All functional and visual outcomes were reported as mean ± standard deviation and paired t tests were used to compare them at baseline and different postoperative timepoints. All analyses were performed using GraphPad Prism 6 (GraphPad, San Diego, CA, USA).

In total, 11 patients implanted with the SING IMT between February and June 2022 were included in this retrospective study. Baseline demographics and clinical characteristics of these patients are detailed in Table 1. All patients were white and presented geographic atrophy in both eyes. Most of the patients were male (72.7%, n = 8) and the mean age was 77.5 ± 8.0 years. SING IMT were monocularly implanted in the right eye in 63.6% of the patients. The baseline BCDVA (in letter score) was 12.5 ± 8.6, which corresponds approximatively to 1.45 LogMAR or 20/600 Snellen. No patient was lost for follow-up during this study.

After the first session of the rehabilitation program (6 weeks postoperatively), mean RA was 0.64 ± 0.26 LogMar (Fig. 2A). After the last session (24 weeks postoperatively), mean RA was 0.45 ± 0.19 LogMAR. This improvement of ~ 0.2 LogMar was found statistically different (p = 0.0181) from first session to last session. The maximum RA of each patient was achieved after four sessions of the rehabilitation program for most of the patients (55%, n = 6). (Fig. 2B).

Similar to RA, mean RS improved from the second program session (16.9 ± 11.4 words per minute) to the last session (30.9 ± 17.6 words per minute) (p = 0.0057 between the first and the second to last session, however the p value not calculable between the first and the last session due to the lost to follow-up) (Fig. 3A). The maximum RS of each patient was achieved after five sessions of the rehabilitation program for most of the patients (64%, n = 7) (Fig. 3B).

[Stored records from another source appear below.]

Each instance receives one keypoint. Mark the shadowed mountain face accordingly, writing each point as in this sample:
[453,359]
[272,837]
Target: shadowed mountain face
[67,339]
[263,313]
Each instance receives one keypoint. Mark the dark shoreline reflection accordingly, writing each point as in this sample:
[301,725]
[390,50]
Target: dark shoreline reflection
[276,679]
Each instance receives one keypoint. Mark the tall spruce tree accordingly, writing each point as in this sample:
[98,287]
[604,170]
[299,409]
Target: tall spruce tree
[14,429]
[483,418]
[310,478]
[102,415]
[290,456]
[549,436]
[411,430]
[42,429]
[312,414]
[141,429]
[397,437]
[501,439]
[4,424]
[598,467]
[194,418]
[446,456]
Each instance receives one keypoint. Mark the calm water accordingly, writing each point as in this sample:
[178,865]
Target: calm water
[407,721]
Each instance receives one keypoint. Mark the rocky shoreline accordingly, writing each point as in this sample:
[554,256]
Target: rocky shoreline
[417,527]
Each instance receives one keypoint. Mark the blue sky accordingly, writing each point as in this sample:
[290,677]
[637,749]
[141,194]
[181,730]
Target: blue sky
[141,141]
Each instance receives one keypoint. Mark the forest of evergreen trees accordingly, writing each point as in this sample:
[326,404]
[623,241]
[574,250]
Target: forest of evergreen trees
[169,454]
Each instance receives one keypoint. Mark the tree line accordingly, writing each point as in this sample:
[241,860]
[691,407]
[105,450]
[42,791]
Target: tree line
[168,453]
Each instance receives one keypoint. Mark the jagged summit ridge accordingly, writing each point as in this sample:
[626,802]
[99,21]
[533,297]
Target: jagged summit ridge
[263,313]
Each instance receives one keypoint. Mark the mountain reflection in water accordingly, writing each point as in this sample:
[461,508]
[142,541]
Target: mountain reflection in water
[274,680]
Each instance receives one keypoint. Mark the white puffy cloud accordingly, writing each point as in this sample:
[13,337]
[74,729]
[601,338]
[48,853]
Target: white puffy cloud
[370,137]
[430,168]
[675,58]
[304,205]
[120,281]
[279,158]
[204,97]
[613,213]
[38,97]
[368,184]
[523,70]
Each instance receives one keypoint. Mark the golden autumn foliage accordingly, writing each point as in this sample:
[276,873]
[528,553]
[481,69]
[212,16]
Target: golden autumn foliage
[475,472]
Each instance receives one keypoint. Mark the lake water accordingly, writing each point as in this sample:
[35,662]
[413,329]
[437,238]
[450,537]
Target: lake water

The rehabilitation program was also shown to improve the fixation stability of patients after SING IMT implantation (Fig. 4). Most of the patients (55%, n = 6) required only two sessions to achieve 15 s or more of fixation stability. All patients achieved a fixation stability of at least 15 s after the last rehabilitation session.

From baseline to the last follow-up visit, 82% of patients (n = 9) achieved an improvement of ten letters, 54.5% (n = 6) an improvement of 15 letters, and one patient an improvement of 25 letters (Fig. 5). At 24 weeks after SING IMT implantation, mean BCDVA was 28.5 ± 7.4 letter score which was significantly higher than baseline BCDVA (p < 0.0001). Moreover, BCDVA was found to be significantly improved between the first and the last rehabilitation sessions (p = 0.0125).